Most experts will agree that velocity certainly can negatively impact the UCL and it getting injured to the severity requiring Tommy John, but most of that comes down to mechanics. If a pitcher's mechanics, legs and core are all in order, he can throw 95 or higher without injuring himself. Case in point: I don't think Aroldis Chapman, who consistently hits triple digits on the gun, has ever had Tommy John.
We may never know for certain if Johnson was doing the job he needed to be doing in terms of mechanics while increasing that velocity, but knowing John Cohen, it's hard for me to believe someone like him would sacrifice mechanics and long-term success for short-term velocity gains.
So, in short: I'm not going to say it's impossible that he is to blame, I just doubt it.
Question No. 2 -- Andrew Norwood (@Norwoodwx) asks: Confidence on MSU Women being No. 1 seed in the NCAA Tournament?
On a scale of 1-10, this is a solid 8 for me, especially after the South Carolina loss to Missouri over the weekend that gave MSU a better chance at a regular season conference championship. MSU has the impressive road wins, like Iowa State and Texas A&M, to boost its resume, too.
Now, I did talk to Adam Minichino, our sports editor and MSU women's hoops guru, and he said anything more than a potential loss to South Carolina in the SEC Tournament Championship Game could jeopardize that 1 seed, which makes sense with teams like Texas, Maryland and Notre Dame serving as impressive projected 2 seeds that could steal that 1 seed at the end.

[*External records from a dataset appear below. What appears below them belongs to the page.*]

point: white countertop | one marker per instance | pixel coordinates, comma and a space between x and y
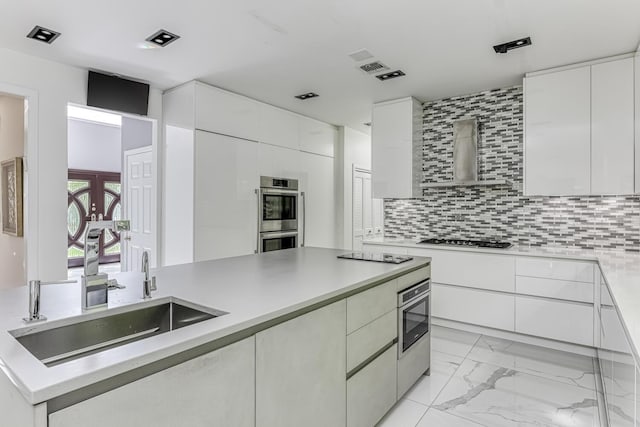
252, 289
620, 269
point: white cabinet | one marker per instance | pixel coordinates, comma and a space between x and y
372, 391
475, 306
316, 180
476, 270
226, 212
396, 140
557, 133
301, 371
579, 130
214, 389
559, 320
219, 111
612, 127
317, 137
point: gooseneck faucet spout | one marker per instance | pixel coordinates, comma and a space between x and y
148, 284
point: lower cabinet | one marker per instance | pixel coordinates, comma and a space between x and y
301, 370
212, 390
559, 320
371, 392
485, 308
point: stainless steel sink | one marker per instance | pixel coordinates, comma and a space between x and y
64, 340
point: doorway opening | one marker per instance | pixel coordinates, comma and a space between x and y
13, 200
111, 176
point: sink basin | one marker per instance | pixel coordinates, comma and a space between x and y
70, 339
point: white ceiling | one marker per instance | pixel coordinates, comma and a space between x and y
272, 50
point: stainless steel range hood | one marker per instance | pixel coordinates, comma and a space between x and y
465, 158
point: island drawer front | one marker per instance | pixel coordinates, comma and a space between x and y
559, 320
215, 385
366, 341
552, 288
367, 306
372, 391
414, 277
474, 270
549, 268
492, 309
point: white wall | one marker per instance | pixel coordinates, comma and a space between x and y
12, 265
94, 146
354, 148
54, 85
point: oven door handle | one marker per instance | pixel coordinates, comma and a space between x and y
258, 219
304, 218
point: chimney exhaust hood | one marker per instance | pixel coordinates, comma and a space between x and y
465, 158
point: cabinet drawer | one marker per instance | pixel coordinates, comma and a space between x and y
413, 278
560, 289
613, 336
495, 272
555, 269
491, 309
564, 321
372, 391
364, 342
367, 306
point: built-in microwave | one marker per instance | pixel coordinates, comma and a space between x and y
275, 241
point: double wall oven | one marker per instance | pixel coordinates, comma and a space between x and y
279, 207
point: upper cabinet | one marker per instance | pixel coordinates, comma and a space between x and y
579, 130
396, 145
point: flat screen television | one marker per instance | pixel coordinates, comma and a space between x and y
116, 93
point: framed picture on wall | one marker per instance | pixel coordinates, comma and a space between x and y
11, 192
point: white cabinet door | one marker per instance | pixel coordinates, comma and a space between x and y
557, 133
372, 391
377, 210
612, 127
316, 180
474, 270
317, 137
367, 205
474, 306
559, 320
301, 371
228, 113
226, 206
216, 389
396, 130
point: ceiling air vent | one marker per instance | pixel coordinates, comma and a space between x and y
373, 67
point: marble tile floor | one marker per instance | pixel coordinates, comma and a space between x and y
477, 380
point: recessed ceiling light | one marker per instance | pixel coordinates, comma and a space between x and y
162, 38
391, 75
505, 47
307, 96
43, 34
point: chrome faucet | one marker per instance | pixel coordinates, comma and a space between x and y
148, 284
95, 285
34, 299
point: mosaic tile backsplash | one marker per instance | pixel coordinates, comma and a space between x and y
611, 222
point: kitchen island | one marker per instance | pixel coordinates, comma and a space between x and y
282, 342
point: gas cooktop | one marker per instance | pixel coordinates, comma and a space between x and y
494, 244
368, 256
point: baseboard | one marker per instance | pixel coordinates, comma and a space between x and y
514, 336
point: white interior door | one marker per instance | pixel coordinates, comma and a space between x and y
139, 206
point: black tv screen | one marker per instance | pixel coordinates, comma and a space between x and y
115, 93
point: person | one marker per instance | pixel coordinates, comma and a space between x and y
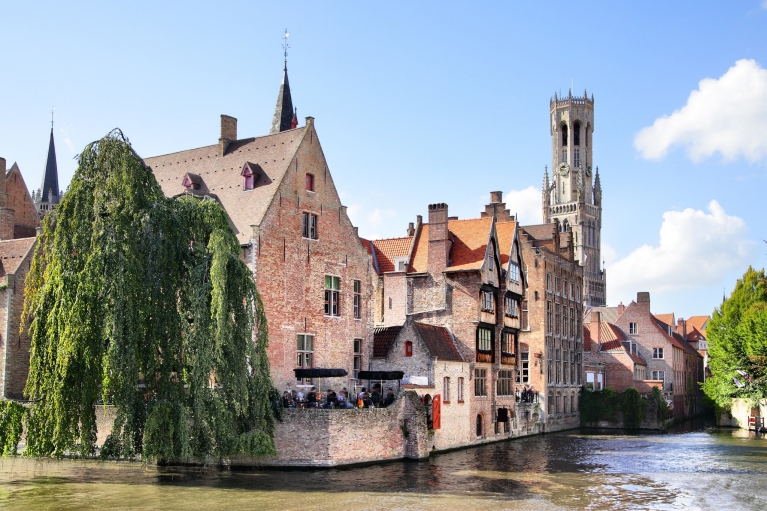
331, 399
389, 399
311, 398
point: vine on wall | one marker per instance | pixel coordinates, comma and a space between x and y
142, 301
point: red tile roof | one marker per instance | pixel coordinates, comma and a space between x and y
438, 342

So, while Adam sees the margin of error as razor thin, I guess I'm just that confident in this team to do it.
Question No. 3 -- Alex Greene (@alexhgreene) asks: why does MSU never wear maroon against Texas A&M?

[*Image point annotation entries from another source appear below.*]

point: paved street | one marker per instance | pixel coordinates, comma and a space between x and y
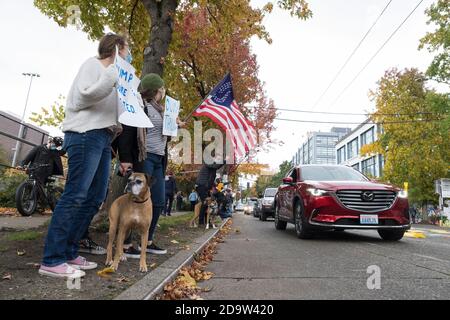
260, 262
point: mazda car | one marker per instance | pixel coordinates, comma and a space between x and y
267, 209
336, 197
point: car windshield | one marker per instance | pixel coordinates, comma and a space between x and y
330, 173
270, 192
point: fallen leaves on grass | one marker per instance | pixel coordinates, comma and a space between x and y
186, 283
7, 276
9, 211
106, 272
34, 264
123, 279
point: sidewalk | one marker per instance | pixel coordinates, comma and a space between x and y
14, 223
20, 223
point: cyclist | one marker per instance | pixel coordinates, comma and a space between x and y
48, 155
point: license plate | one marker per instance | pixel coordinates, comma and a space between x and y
368, 219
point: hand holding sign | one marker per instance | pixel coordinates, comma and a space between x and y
170, 124
130, 110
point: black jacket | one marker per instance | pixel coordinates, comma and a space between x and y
43, 155
207, 175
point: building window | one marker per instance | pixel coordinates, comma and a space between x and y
367, 137
352, 148
341, 155
368, 167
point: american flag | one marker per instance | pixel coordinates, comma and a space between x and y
221, 108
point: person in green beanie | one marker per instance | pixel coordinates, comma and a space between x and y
145, 150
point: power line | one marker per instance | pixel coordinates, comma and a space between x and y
368, 122
351, 55
376, 53
345, 113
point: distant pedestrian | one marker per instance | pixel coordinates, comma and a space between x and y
179, 199
193, 198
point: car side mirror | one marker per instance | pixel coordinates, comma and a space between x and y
288, 180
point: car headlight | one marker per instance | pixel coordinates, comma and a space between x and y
403, 194
317, 192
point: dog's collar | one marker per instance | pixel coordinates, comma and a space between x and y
141, 201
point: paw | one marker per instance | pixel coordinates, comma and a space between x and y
143, 267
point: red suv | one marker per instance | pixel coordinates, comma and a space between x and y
333, 197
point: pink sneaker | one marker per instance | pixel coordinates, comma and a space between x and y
61, 271
82, 264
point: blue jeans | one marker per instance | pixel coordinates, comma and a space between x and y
154, 166
86, 188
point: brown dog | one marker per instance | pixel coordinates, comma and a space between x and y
210, 214
131, 210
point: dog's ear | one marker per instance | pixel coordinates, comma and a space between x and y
150, 180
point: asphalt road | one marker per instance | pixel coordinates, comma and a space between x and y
260, 262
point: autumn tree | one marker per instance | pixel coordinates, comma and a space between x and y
438, 41
416, 150
52, 116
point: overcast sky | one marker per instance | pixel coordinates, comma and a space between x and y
297, 67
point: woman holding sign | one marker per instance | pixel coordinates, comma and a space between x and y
89, 125
153, 144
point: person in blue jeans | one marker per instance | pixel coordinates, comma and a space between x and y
89, 125
193, 198
147, 148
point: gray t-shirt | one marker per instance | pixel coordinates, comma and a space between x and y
156, 142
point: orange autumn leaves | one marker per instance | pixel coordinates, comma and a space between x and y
185, 286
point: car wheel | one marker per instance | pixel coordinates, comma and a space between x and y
301, 226
263, 216
391, 235
279, 224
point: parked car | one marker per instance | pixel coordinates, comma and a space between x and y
249, 207
333, 197
267, 207
258, 208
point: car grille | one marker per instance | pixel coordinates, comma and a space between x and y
379, 200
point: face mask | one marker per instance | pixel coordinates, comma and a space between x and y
129, 58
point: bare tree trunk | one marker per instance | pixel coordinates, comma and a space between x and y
161, 14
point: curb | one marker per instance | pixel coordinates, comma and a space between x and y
153, 283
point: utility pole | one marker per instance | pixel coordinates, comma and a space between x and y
20, 136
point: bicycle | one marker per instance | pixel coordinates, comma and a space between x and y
32, 193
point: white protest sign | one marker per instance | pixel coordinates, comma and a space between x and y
172, 109
129, 109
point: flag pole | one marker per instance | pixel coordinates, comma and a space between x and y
189, 116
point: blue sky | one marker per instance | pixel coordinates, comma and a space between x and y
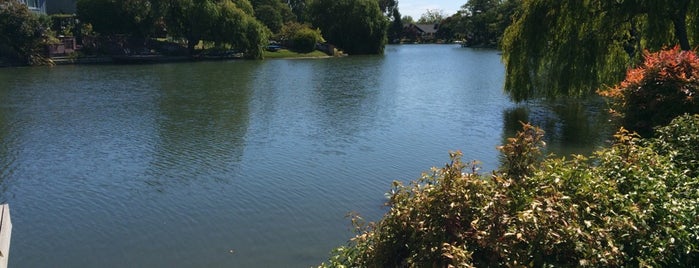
415, 8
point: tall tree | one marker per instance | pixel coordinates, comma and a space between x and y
356, 26
571, 48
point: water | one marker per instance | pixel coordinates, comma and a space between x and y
242, 163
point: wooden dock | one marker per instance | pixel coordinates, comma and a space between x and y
5, 234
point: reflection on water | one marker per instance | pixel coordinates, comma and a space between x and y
571, 126
203, 121
345, 98
242, 163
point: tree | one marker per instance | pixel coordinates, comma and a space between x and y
273, 13
299, 36
481, 22
221, 21
408, 19
299, 8
388, 6
571, 48
663, 87
432, 16
361, 29
631, 204
23, 34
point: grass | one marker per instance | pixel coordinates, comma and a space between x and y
285, 53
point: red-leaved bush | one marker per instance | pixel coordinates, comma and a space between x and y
663, 87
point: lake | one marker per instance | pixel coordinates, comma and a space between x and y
244, 163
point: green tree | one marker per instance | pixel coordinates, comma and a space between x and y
571, 48
300, 9
356, 26
395, 30
273, 13
408, 19
481, 18
22, 33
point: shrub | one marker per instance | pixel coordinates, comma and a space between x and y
305, 40
663, 87
627, 205
299, 37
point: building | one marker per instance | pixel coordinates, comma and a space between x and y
36, 6
61, 6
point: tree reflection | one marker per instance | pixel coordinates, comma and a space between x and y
204, 117
572, 126
346, 96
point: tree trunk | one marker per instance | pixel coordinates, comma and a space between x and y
679, 21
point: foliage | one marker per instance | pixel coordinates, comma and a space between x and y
299, 36
680, 139
273, 13
305, 40
395, 29
361, 29
627, 205
24, 34
663, 87
288, 54
224, 22
299, 8
569, 48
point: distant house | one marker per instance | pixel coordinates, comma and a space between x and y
421, 32
428, 31
61, 6
36, 6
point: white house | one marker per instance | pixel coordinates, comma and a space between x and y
36, 6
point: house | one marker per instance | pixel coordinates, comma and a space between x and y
421, 32
36, 6
61, 6
427, 31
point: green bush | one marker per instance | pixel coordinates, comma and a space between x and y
628, 205
305, 39
663, 87
299, 37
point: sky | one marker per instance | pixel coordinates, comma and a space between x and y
415, 8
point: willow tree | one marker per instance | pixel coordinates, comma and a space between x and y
355, 26
571, 48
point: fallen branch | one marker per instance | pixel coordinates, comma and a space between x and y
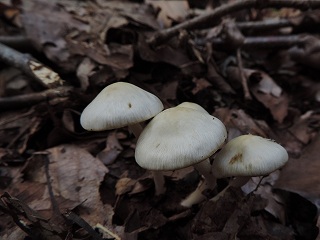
264, 25
29, 66
17, 41
243, 76
27, 100
212, 18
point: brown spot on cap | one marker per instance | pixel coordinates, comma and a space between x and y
236, 158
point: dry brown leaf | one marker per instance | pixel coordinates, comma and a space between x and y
265, 90
238, 122
201, 84
170, 11
263, 187
84, 71
75, 176
307, 53
124, 185
111, 151
269, 94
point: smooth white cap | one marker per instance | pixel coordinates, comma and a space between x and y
119, 104
179, 137
249, 155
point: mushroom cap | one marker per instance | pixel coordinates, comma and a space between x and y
249, 155
179, 137
119, 104
193, 106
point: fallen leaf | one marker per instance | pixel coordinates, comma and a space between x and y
301, 175
112, 150
170, 11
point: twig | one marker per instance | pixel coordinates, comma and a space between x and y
29, 66
243, 76
115, 236
27, 100
54, 203
263, 42
17, 41
212, 18
264, 25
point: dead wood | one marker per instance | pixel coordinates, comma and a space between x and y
26, 100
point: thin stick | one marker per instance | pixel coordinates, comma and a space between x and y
212, 18
29, 66
263, 42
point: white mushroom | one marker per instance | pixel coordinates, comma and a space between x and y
180, 137
247, 156
118, 105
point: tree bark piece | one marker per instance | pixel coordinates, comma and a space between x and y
29, 66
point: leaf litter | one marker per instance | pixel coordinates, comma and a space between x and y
58, 181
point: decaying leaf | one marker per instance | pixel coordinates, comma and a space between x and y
302, 175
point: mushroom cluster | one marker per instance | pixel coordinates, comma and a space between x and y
181, 136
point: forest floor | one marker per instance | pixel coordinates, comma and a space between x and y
255, 65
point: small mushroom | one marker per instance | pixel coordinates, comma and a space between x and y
247, 156
118, 105
179, 137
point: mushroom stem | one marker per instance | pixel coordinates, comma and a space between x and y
158, 178
159, 182
236, 182
204, 168
136, 129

I took this question because -- to peel back the curtain a bit -- this was a topic batted around (pun intended) in the Dudy Noble press box over the weekend. I won't name names, but there are some everyday guys on the beat that seem to think there is some sort of treachery afoot, as if the SEC were yielding official maroon-and-white member of the conference status to Texas A&M and is forcing MSU to wear alternate jerseys against the Aggies. The notes here are the women's basketball team wearing black in College Station over the weekend and the football team wearing black in the upset over A&M last year. Here's something to remember, though: those black uniforms were for military appreciation jerseys and had an American flag print on the shoulder pads, so that explains that.

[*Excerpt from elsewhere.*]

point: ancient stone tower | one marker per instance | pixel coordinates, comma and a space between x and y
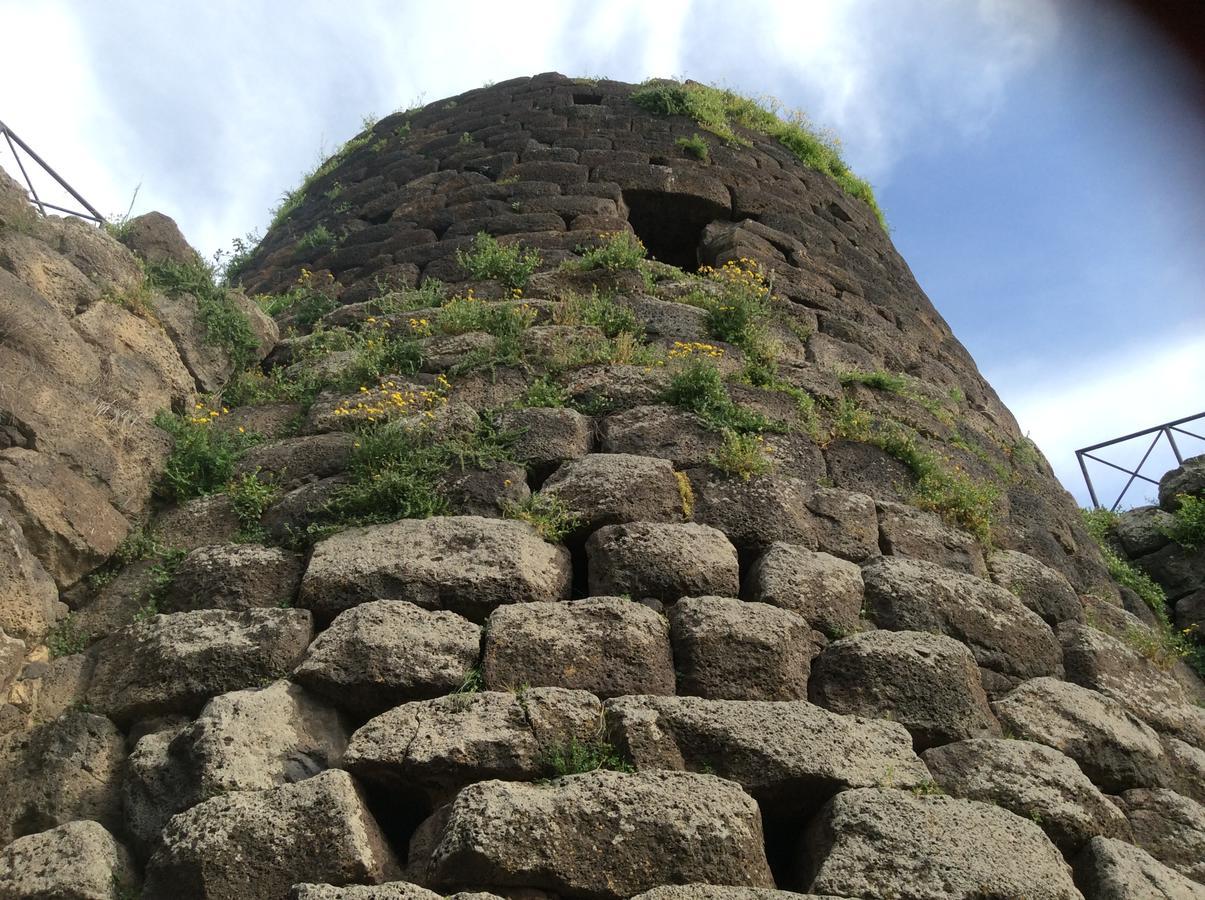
579, 499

I had my opinion on this subject, but I asked a person within MSU's athletic department to make sure I wasn't missing something. He/she was pretty dismissive of that idea, as well. He/she assured me that coaches aren't putting that much thought into what their players wear in games, for the most part.
So, to answer the question, why does MSU never wear maroon against Texas A&M? Variety. That's not a bad thing, is it? I'm the kind of guy that loves all the new/alternate uniforms you see out there, particularly in college football, so I'm all for it when teams with similar color schemes go outside of the box to mix it up.
It's also worth noting that in the Johnny Manziel era, Texas A&M wore all black against MSU, which was wearing its all white alternates with the metallic Bully on the helmet and metallic numbers on the jerseys. A quick Google search for Texas A&M black jerseys should jog your memory of that instance.
Alex, I don't know if you asked the question with an undertone of a SEC conspiracy against MSU, but there are apparently sects of the MSU community that believe that, and I just don't see it.